Lionel Limonta and Haila Mompié split Bamboleo to form Azúcar Negra. Coming at the tail
end of a period in which the best Cuban acts were able to reinvent themselves for every CD or the formation of every new group, halving Bamboleo’s most active ingredients resulted in no dilution of talent. In short order they built a highly professional new band, including singer Alexander Lara, and created a new sound. Andar Andando was their first recording.
For me it’s one of the stand out Timba CDs of this century. The complexity of the songs’ arrangements and quality of the material, not least the ability of the band to cope with them are exceptional. The CD really comes to life with Se Acabó La Rabia and builds in intensity, only taking a dip for the schmaltzy duet Tan Solo Tu. It then gears up to end with three more scorchers. The finale is a reworking of No Me Parezco A Nadie which Haila first sang with Bamboleo. The sound is full and exuberant, most songs go at quite a lick. The horn section copes effortlessly with every twist, the percussion with efectos and gear changes that amount to an assault. Alexander Lara and Haila do well to navigate these turbulent waters, and they do so with enormous style.

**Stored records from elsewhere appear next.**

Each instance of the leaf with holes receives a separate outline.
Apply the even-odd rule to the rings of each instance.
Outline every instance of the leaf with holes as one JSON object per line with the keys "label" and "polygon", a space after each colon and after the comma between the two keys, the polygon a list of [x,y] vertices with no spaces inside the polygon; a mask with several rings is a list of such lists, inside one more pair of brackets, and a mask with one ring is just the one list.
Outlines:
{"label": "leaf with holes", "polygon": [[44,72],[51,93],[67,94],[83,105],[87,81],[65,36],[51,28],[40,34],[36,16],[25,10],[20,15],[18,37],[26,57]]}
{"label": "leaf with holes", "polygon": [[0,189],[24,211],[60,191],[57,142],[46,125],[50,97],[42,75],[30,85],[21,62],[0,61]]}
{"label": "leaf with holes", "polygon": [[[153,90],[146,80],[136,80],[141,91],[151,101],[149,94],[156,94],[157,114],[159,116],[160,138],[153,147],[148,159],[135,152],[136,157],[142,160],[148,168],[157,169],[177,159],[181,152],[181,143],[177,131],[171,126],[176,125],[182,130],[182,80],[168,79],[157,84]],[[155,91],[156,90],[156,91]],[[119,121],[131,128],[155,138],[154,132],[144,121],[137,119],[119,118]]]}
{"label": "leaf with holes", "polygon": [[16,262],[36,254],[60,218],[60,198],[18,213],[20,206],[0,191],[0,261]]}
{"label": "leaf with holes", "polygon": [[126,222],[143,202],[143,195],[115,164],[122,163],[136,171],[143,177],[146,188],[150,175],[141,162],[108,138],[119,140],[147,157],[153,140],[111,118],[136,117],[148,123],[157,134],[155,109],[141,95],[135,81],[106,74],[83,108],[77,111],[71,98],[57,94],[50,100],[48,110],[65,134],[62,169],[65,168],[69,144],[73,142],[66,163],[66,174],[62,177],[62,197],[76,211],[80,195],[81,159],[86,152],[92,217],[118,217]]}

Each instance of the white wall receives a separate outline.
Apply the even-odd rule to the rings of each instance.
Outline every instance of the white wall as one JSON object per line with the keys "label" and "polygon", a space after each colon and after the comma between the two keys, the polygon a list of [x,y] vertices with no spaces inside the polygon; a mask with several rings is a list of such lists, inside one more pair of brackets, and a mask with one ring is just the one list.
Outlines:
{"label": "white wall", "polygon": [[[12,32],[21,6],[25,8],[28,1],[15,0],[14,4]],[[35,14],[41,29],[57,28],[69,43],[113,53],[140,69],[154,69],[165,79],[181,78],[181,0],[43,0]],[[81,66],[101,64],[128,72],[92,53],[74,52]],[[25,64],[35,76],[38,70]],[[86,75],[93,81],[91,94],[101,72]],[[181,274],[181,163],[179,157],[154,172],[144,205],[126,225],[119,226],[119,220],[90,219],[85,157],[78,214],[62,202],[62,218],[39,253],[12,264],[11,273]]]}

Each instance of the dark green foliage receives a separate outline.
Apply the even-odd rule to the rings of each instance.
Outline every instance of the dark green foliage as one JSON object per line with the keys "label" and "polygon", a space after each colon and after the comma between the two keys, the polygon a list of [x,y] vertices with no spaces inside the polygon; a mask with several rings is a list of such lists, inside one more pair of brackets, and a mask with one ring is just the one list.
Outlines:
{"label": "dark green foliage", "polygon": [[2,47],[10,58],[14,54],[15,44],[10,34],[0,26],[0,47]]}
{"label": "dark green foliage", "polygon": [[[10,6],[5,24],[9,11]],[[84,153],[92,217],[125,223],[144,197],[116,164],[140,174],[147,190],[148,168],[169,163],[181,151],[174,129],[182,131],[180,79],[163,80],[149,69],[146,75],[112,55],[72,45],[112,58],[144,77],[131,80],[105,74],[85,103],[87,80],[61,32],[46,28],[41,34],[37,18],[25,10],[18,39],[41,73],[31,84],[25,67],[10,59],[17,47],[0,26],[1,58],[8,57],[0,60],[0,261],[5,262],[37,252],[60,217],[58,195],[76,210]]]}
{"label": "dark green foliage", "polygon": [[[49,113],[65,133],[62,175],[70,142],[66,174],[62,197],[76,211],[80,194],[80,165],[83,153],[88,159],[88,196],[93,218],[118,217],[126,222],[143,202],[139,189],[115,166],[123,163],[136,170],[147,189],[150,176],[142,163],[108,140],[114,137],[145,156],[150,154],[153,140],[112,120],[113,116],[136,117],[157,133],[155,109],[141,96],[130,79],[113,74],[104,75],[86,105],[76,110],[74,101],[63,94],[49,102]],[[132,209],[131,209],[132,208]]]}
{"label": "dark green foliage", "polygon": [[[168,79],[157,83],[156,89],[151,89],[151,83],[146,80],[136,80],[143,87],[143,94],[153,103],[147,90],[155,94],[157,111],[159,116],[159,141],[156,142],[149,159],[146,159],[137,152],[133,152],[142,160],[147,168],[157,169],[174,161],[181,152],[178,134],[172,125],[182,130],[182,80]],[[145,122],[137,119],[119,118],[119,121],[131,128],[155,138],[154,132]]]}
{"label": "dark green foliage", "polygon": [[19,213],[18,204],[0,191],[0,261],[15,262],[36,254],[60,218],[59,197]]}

Of note also, is the song Habana-Lima, the only one to deviate from Salsa/Timba. I’m not entirely sure what it is, perhaps a hybrid of Bomba and Merengue. It is, though, incredibly soulful and indicative of author Lionel Limonta and arranger Adalberto Dominquez’s skill and dedication to creating real music in this period. That they bothered to create something so worthwhile for just one song.